Have you ever made a big money decision that you regret? It happens to all of us. Like it or not, we come preloaded with a variety of biases, brain glitches that lead to bad decisions about money and other important issues. So how do we defend ourselves from ourselves? Start with this list of three cognitive bias traps. Once you recognize them you have a better chance of avoiding them.
Heads I’m Right, Tails You’re Wrong — Confirmation Bias
We all want to be right. This “right desire” triggers confirmation bias. It causes us to seek out information that proves our point and actively ignore facts that are contradictory. That’s why Democrats listen to liberal NPR broadcasts and Republicans tune in to conservative Fox News. Politically unbiased individuals would listen to both sides to gain a fair and balanced perspective. It rarely happens.
Think about a time you purchased stock in a company you had to own because it produced a product you enjoyed using. in doing so you might have ignored or discounted negative information that contradicted your instinct to buy, such as poor earnings or too much debt. Twitter is a good example of an attractive product without profit; its stock is down from a high of $69 to its current price of $27 (-60%). Groupon is down even more, from $26 to $4 (-85%). Many bought these stocks based on confirmation bias of things they liked about the companies, ignoring facts that told a different story.
Not Right Now — Regret Aversion
“I’ll look at this next quarter, month, week, after the holiday, etc..” Avoiding an action out of fear of making a poor choice is known as regret aversion. Regret aversion is especially acute when the pain of regret is stronger than the pleasure of success, which is often the case. Because a bad investment decision can wipe out years or even decades of hard earned capital, it’s often easiest to simply postpone and postpone again. But waiting can be very expensive too as the market may not wait for you, leading to sad stories long after of “coulda, woulda, shoulda.”

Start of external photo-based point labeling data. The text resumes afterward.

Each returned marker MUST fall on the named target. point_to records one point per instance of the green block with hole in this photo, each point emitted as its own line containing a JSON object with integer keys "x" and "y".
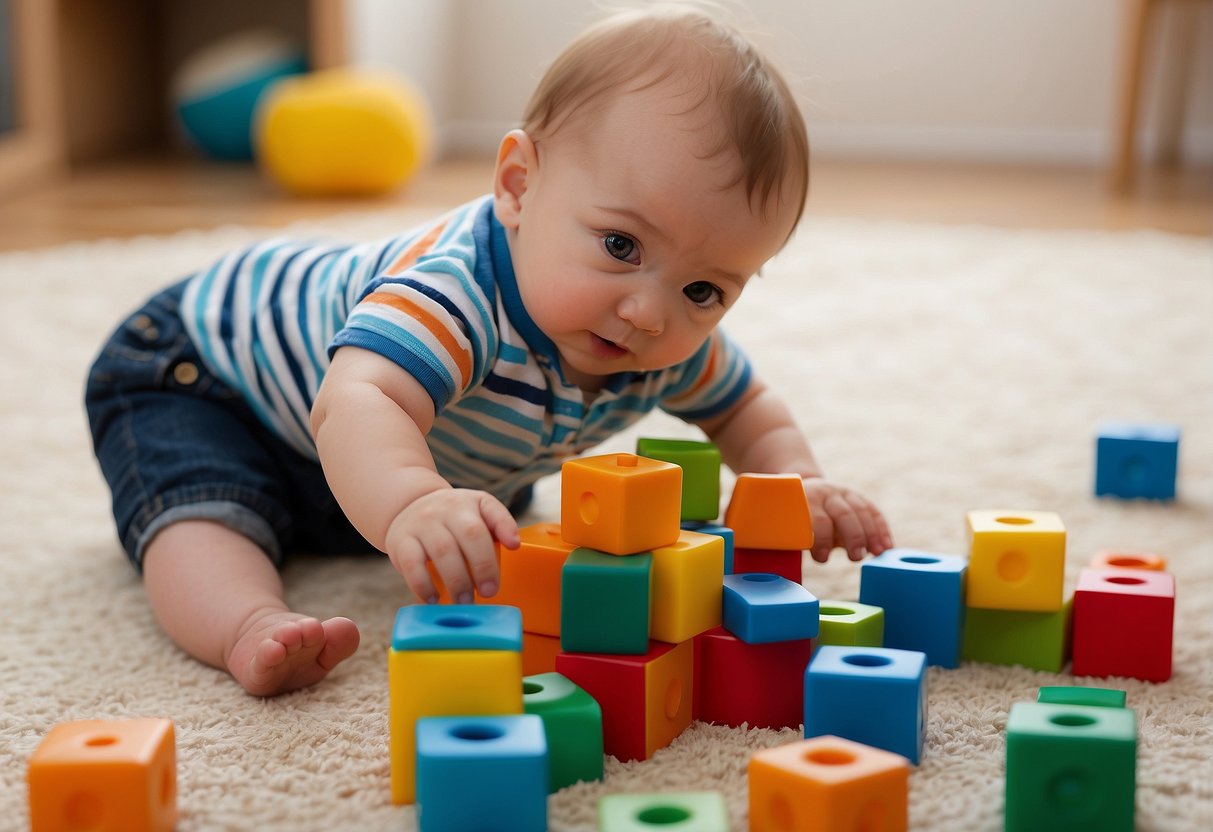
{"x": 1070, "y": 768}
{"x": 684, "y": 811}
{"x": 604, "y": 602}
{"x": 1040, "y": 640}
{"x": 700, "y": 462}
{"x": 573, "y": 723}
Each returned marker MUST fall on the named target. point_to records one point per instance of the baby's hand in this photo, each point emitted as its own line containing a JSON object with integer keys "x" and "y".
{"x": 455, "y": 529}
{"x": 844, "y": 518}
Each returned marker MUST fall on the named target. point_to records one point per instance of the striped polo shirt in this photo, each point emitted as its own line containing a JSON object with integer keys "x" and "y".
{"x": 442, "y": 302}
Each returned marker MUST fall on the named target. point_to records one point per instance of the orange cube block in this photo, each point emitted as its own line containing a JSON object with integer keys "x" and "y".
{"x": 620, "y": 503}
{"x": 769, "y": 512}
{"x": 829, "y": 784}
{"x": 104, "y": 776}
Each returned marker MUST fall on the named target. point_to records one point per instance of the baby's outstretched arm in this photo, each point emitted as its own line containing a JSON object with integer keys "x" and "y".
{"x": 370, "y": 421}
{"x": 758, "y": 434}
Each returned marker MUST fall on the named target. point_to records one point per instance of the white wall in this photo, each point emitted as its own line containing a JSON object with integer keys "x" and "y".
{"x": 996, "y": 80}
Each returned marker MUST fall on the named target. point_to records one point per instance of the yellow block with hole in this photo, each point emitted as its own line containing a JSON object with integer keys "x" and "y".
{"x": 1017, "y": 560}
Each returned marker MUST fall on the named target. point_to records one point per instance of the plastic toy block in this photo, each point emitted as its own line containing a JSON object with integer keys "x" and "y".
{"x": 645, "y": 700}
{"x": 785, "y": 563}
{"x": 1070, "y": 767}
{"x": 871, "y": 695}
{"x": 1040, "y": 640}
{"x": 689, "y": 811}
{"x": 104, "y": 776}
{"x": 761, "y": 608}
{"x": 1137, "y": 461}
{"x": 700, "y": 462}
{"x": 605, "y": 603}
{"x": 1123, "y": 624}
{"x": 829, "y": 784}
{"x": 1118, "y": 559}
{"x": 505, "y": 757}
{"x": 850, "y": 624}
{"x": 922, "y": 596}
{"x": 769, "y": 512}
{"x": 1098, "y": 697}
{"x": 574, "y": 727}
{"x": 758, "y": 684}
{"x": 687, "y": 587}
{"x": 620, "y": 503}
{"x": 1017, "y": 560}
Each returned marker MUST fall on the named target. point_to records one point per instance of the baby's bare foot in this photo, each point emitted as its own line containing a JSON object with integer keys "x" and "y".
{"x": 280, "y": 651}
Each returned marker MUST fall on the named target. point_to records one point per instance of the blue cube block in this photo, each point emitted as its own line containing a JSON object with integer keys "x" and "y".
{"x": 482, "y": 773}
{"x": 761, "y": 608}
{"x": 1137, "y": 461}
{"x": 923, "y": 600}
{"x": 871, "y": 695}
{"x": 457, "y": 627}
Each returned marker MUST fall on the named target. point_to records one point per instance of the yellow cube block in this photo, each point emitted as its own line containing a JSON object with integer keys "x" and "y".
{"x": 620, "y": 503}
{"x": 104, "y": 776}
{"x": 444, "y": 683}
{"x": 1017, "y": 560}
{"x": 687, "y": 586}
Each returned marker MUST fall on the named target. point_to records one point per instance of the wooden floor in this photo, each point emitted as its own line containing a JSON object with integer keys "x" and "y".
{"x": 159, "y": 197}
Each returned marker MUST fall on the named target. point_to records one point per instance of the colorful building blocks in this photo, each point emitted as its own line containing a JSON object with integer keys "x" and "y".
{"x": 769, "y": 512}
{"x": 829, "y": 784}
{"x": 700, "y": 462}
{"x": 1123, "y": 624}
{"x": 620, "y": 503}
{"x": 506, "y": 759}
{"x": 922, "y": 596}
{"x": 871, "y": 695}
{"x": 1017, "y": 560}
{"x": 1137, "y": 461}
{"x": 761, "y": 608}
{"x": 605, "y": 603}
{"x": 1070, "y": 767}
{"x": 761, "y": 685}
{"x": 573, "y": 722}
{"x": 692, "y": 811}
{"x": 436, "y": 650}
{"x": 645, "y": 700}
{"x": 104, "y": 775}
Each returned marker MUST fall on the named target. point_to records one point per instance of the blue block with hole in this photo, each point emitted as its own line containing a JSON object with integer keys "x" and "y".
{"x": 761, "y": 608}
{"x": 457, "y": 627}
{"x": 922, "y": 596}
{"x": 497, "y": 762}
{"x": 871, "y": 695}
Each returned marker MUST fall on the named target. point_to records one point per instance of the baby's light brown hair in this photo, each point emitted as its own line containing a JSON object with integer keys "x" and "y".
{"x": 762, "y": 123}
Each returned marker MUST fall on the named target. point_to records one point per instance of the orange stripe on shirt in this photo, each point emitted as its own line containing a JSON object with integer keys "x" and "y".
{"x": 461, "y": 357}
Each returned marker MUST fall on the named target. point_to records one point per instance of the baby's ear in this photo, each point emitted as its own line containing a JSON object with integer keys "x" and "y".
{"x": 516, "y": 163}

I Can Beat The Market — Overconfidence Bias
We’ve already said that people like to be right. It turns out we often want to feel like we’re right even when we’re not. If you listen to cocktail party chatter about stocks, you’re much more likely to hear about the time someone made an instant $5,000, not about the time they lost $50,000. This selective memory is a manifestation of overconfidence bias. It’s a natural tendency to think we are better employees, better athletes and better investors than we really are.
Overconfidence combined with instant access to endless online information creates the illusion of a market edge – that is, an ability to pick outperforming stocks. But evidence shows individual investors who pick stocks rarely match the performance of the S&P 500. In fact, professional money managers lag the S&P in most years, on average.
So, what is an investor to do? How can you overcome these pervasive biases? Step one is simply: Awareness. Simply acknowledging that you are susceptible to these risks can help to avoid them. Ask yourself:
Am I using my skeptical eye? Am I ignoring information that leads to a different conclusion?
Am I letting fear of making a mistake get in the way?
Is this decision based on reality, or on inflated confidence in my ability? Am I missing the bigger picture?
Above all, remember that the majority of investors significantly underperform the market due to simple behavioral reasons. Understanding your innate biases can help you find a better path. Further, an unbiased professional advisor can act as valuable buffer between your emotions and your money.